Engagement am Opernhaus Nürnberg

Mit Beginn der Spielzeit 1970/71 kam Wendt-Walther als festes Ensemblemitglied an das Opernhaus Nürnberg, dem sie bis zu ihrem Ausscheiden 1994 fast 25 Jahre ohne Unterbrechung angehörte. Ihre Antrittsrolle war die Marzelline in Fidelio. Im Laufe ihres Nürnberger Engagements sang Wendt-Walther über 60 Rollen, in einem Repertoire, das von Monteverdi bis zur Moderne reichte. Schwerpunkte waren die großen Mozart-Rollen (Fiordiligi, Figaro-Gräfin, Donna Elvira in zwei Nürnberger Neuinszenierungen, Pamina), sowie Werke von Richard Strauss und Richard Wagner. Zu ihren Nürnberger „Glanzrollen“ gehörten insbesondere Eva, Desdemona, Tosca, Marschallin und Arabella. Im französischen Fach sang sie u. a. die Titelrolle in Margarethe (ab Dezember 1979 und mehrfach in der Spielzeit 1980/81) und die Micaëla in Carmen.

In der Spielzeit 1972/73 war sie die Lady Harriet in einer Martha-Neuinszenierung. In der Spielzeit 1973/74 sang sie an der Seite von Fabio Giongo in der Titelpartie die Rolle der Tochter in einer Premierenproduktion der Cardillac-Urfassung. Im November 1973 übernahm sie erstmals die Rolle der Donna Elvira in Don Giovanni. In der Spielzeit 1974/75 sang sie Pamina in einer Neueinstudierung der Mozart-Oper Die Zauberflöte. In der Spielzeit 1975/76 folgte die Figaro-Gräfin. Außerdem sang sie in der Spielzeit 1975/76 die Marie in einer Neuinszenierung der Oper Die verkaufte Braut.

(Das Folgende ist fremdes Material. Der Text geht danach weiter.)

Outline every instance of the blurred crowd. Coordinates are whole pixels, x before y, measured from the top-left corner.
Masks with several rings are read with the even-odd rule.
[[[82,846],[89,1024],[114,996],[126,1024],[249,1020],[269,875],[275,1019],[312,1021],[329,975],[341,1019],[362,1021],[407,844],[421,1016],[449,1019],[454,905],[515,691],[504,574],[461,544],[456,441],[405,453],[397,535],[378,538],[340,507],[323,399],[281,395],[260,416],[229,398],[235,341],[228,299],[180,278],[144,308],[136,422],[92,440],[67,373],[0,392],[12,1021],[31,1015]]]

In der zweiten Nürnberger Othello-Neuinszenierung (Premiere: April 1978; Regie: Hansjörg Utzerath; mit Sándor Arizs und Karl-Heinz Thiemann alternierend als Titelheld) sang sie als Zweitbesetzung die Desdemona. In der Freischütz-Neuinszenierung von Peter Beauvais (Premiere: Spielzeit 1979/80) war sie als Agathe neben Sharon Markovich die Alternativbesetzung und sang diese Rolle regelmäßig bis Juni 1986. In der Spielzeit 1980/81 sang sie u. a. die Baronin Freimann in Der Wildschütz. Am Nürnberger Opernhaus übernahm sie auch die Elisabeth von Valois in Don Carlos (u. a. mehrfach in der Spielzeit 1980/81 und erneut im April 1984), die Nedda in Der Bajazzo (u. a. mehrfach in den Spielzeiten 1979/80 und 1980/81), die Titelrolle in Tosca (Juli 1982) und in mehreren Produktionen die Titelrolle in Madame Butterfly.

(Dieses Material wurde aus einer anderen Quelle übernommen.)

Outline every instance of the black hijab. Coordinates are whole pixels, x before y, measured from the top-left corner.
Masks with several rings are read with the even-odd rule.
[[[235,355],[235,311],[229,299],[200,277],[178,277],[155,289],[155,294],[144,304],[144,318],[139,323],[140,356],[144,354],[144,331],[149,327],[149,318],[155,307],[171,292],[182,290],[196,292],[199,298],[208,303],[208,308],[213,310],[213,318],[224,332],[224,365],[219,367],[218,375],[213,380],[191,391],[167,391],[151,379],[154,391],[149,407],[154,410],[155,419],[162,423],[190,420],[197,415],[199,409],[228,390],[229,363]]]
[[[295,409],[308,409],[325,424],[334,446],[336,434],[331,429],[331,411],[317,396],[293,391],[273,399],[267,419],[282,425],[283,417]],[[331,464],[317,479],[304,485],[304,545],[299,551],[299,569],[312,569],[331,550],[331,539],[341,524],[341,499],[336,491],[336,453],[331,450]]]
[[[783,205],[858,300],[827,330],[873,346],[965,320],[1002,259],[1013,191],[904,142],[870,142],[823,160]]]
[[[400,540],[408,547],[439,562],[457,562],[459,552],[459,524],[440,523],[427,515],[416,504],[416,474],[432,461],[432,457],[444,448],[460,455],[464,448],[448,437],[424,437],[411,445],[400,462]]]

Zu ihren Premieren-Rollen gehörten in den 1980er Jahren u. a. Donna Elvira in Don Giovanni (Spielzeit 1984/85, Premiere: Oktober 1984), Felice in Die vier Grobiane (Spielzeit 1985/86, Premiere: Juli 1986), die Sklavin Liù in Turandot (Spielzeit 1986/87, Premiere: Dezember 1986, mit weiteren Vorstellungen bis Juli 1989), Chrysothemis in Elektra (Premiere: Mai 1987; Wiederaufnahme Juli 1988) in der letzten Premieren-Produktion von GMD Hans Gierster sowie Bertalda in Undine (Spielzeit 1987/88, Premiere: November 1987, Regie: Peter P. Pachl).

Weiters übernahm sie in der Spielzeit 1986/87 als Alternativbesetzung die Antonia in einer Neuinszenierung von Hoffmanns Erzählungen (Regie: Hellmuth Matiasek, als Partnerin von Zachos Terzakis); diese Rolle sang sie dann auch in den Folgejahren, zuletzt von Januar bis März 1989. In der Neuinszenierung der Strauss-Oper Der Rosenkavalier (Regie: Heinz Lukas-Kindermann) übernahm Wendt-Walther als Nürnberger Hausbesetzung von Dezember 1988 bis April 1991 die Rolle der Marschallin; diese Rolle sang sie letztmals in der Spielzeit 1991/92 bei der Wiederaufnahme der Produktion im Dezember 1991. Von Februar 1989 bis November 1990 sang sie in zahlreichen Vorstellungen regelmäßig als Nürnberger Hausbesetzung die Rolle der Abigaille in Nabucco.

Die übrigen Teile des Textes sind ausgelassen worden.